Credit: Dan Kitwood/Getty Images (Illustrative photo)
Credit: Dan Kitwood/Getty Images (Illustrative photo)

A rocket may reach the moon faster than NASA wants with the Artemis mission. Part of SpaceX's Falcon 9 rocket launched in 2015 could hit the moon in early March, somewhere on March 4, (2022). Bill Gray, who runs Project Pluto calculate and say that the impact can be at 7:25 a.m. EST at about 4.93 degrees north latitude and 233.20 degrees east longitude. And that will happen by mistake. The Falcon 9 booster is the one that should hit the front of the Moon, with approx. 2.58 km / s and a weight of 4 tons. 

It did not have enough fuel to return to Earth after completing its mission, so SpaceX did not go to pick it up and leave it in space, but now it will accidentally reach the surface of the Moon. Falcon 9's mission in 2015 was to launch a NOAA satellite, Deep Space Climate Observatory hopefully point L1 (~ 1 million miles from Earth). 

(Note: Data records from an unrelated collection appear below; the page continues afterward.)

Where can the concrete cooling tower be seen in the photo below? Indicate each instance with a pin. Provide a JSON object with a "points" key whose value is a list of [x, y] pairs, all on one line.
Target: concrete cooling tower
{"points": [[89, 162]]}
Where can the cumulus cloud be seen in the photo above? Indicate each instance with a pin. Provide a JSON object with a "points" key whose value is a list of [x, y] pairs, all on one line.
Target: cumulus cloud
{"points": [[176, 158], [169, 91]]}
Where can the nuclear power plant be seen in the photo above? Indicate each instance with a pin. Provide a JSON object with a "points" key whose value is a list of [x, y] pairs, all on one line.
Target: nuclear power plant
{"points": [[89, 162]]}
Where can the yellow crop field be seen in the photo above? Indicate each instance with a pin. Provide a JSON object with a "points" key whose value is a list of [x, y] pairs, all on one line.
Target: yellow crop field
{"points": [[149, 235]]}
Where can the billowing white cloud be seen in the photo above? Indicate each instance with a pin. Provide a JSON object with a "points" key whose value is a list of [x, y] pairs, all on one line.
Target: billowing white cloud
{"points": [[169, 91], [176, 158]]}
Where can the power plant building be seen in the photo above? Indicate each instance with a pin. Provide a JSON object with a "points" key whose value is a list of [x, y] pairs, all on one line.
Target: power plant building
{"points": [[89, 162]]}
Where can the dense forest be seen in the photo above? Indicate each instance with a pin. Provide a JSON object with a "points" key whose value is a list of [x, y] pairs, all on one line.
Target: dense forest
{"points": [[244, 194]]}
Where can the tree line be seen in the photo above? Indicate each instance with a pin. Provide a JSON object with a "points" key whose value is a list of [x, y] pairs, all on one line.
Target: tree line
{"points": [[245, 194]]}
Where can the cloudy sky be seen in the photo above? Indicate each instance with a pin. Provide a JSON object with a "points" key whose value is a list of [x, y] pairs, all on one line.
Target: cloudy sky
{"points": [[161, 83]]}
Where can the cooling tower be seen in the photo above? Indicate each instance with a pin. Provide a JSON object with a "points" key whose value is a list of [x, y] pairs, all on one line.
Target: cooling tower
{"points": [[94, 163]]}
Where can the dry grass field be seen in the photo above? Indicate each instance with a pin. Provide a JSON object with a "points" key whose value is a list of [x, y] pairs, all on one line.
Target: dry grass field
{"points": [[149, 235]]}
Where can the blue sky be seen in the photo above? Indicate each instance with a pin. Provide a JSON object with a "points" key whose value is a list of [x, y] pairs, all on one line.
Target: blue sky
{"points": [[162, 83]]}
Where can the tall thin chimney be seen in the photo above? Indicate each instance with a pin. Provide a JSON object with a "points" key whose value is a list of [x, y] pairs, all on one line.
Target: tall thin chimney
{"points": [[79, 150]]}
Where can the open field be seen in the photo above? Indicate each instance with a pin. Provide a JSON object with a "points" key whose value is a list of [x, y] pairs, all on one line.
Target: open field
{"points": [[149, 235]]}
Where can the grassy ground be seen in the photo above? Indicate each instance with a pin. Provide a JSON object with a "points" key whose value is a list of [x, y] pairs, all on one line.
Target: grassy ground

Astronomer Jonathan McDowell told BBC News it would be the first known uncontrolled rocket collision with the Moon. He also said the effects will be minor. 

Can this impact create a crater on the moon? 

Yes. If the Booster falls directly and frontally into the Moon, then it will be able to create due to its high speed, a crater, but an extremely small one, which most likely will not be seen from Earth. We know what it's like to fall a body into the Earth, no matter how small, it will create a crater, but due to the size of the Booster, the crater will be small and will not affect the Moon at all. It will be classified as a small artificial crater. 

McDowell of the Harvard-Smithsonian Center for Astrophysics in the United States said that in these 7 years, the rocket has been walking "chaotically" because it was fired by either the gravitational force of the Earth, or the Moon, or the Sun. "It's been dead - just following the laws of gravity." he said.

"Over the decades there have been maybe 50 large objects that we have completely lost track of. This would have happened several times before, we just didn't notice. This would be the first confirmed case," he says. Professor McDowell. "It's basically an empty four-ton metal tank with a rocket engine on its back. So if you imagine throwing that at a rock at 5,000 miles an hour, it won't be happy," says Professor McDowell.

The place where the Booster will fall is still unclear, due to several phenomena that can happen until March 4. As well as the unpredictable effect of sunlight "pushing" on the rocket and ambiguity in measuring periods of rotation (it can change the orbit slightly). 

In any case, there are hopes for the future. Many believe that the impact formed will lead to the ejection of some rocks or the material of the Moon. Berger believes that the impact will allow the observation of the underground material that will be ejected by the impact of the booster. 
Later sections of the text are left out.